Ich wäre gern Galopp geritten, durfte dies aber nicht wegen der vielen ausgetrockneten Kanäle, Gräben und sonstigen Einsenkungen, welche ich zu passieren hatte; doch kam ich trotzdem so schnell vorwärts, daß ich schon nach drei Viertelstunden den Karawanenweg nach Kerbela kreuzte. Dann kam Tahmasia und später Tell Markeh, worauf ich nach dem Birs Nimrud einbog.

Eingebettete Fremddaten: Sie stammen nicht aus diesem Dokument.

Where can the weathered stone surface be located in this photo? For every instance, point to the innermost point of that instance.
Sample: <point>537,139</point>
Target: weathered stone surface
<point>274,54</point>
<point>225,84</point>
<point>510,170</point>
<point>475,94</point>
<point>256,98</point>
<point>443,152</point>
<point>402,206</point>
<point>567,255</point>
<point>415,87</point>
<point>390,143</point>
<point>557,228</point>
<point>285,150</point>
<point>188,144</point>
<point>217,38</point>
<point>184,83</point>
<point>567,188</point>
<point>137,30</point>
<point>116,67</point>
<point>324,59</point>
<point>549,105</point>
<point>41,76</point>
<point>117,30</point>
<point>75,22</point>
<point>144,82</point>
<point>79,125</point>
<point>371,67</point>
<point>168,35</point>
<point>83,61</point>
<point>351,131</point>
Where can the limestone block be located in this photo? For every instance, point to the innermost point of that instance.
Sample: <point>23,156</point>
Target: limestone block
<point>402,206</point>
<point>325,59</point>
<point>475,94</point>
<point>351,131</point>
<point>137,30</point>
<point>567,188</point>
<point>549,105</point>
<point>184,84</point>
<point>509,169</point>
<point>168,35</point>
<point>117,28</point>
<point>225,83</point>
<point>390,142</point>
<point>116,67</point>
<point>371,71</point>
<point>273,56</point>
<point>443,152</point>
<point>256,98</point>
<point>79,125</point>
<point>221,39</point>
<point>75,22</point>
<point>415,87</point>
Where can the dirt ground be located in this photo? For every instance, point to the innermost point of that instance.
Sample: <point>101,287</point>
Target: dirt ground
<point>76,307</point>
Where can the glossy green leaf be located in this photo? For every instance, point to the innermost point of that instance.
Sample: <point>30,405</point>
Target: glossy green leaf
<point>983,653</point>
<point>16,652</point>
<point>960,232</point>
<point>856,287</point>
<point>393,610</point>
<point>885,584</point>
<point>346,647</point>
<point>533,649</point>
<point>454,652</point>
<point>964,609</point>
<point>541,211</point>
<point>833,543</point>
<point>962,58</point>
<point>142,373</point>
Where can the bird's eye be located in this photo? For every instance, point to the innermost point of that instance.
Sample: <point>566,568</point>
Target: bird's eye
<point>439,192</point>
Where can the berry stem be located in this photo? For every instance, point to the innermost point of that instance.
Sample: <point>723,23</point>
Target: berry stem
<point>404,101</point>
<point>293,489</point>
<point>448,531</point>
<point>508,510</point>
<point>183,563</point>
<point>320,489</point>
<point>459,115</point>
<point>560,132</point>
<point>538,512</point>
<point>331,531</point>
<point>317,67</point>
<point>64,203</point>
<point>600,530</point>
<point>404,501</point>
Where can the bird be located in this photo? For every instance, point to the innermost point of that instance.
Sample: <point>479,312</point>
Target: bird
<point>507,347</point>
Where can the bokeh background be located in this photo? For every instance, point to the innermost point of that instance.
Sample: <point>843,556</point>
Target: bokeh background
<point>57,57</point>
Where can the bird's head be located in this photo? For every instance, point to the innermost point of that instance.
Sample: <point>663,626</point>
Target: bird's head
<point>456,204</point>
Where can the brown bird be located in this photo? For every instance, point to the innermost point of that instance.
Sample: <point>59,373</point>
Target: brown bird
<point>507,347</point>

Hier brauchte ich wieder einen Ort, an welchem ich die Pferde verbergen konnte. Das gestrige Versteck, wo wir die Spuren der Stachelschweine gesehen hatten, war zwar vortrefflich gewesen, dann aber allen unsern Begleitern bekannt geworden; darum durfte ich es nicht wieder wählen. Als wir in der Frühe mit den Soldaten nach Hilleh geritten waren, hatte ich, freilich ohne spezielle Absicht, den Teil der Ruinen, an welchem wir vorübergekommen waren, genau in Augenschein genommen, und so erinnerte ich mich jetzt eines Mauereinschnitts, von dem ich glaubte, daß er meinem Zwecke entsprechend sei. Ich ritt also der Gegend zu, in welcher er sich befand, und verfehlte ihn nicht.
Ich stieg ab und untersuchte die Stelle näher; ich hatte mich nicht getäuscht; sie paßte sehr gut für die Absicht, welche ich verfolgte; darum schaffte ich die Pferde hinein, pflockte sie an und befahl ihnen, sich zu legen, was sie sofort taten. Ein Messer hatte ich nicht mehr, weil mir das meinige von dem Pädär abgenommen worden war; ich steckte also einen meiner zwei Revolver zu mir; alles andere ließ ich zurück; dann ging ich, um nach Halef zu suchen.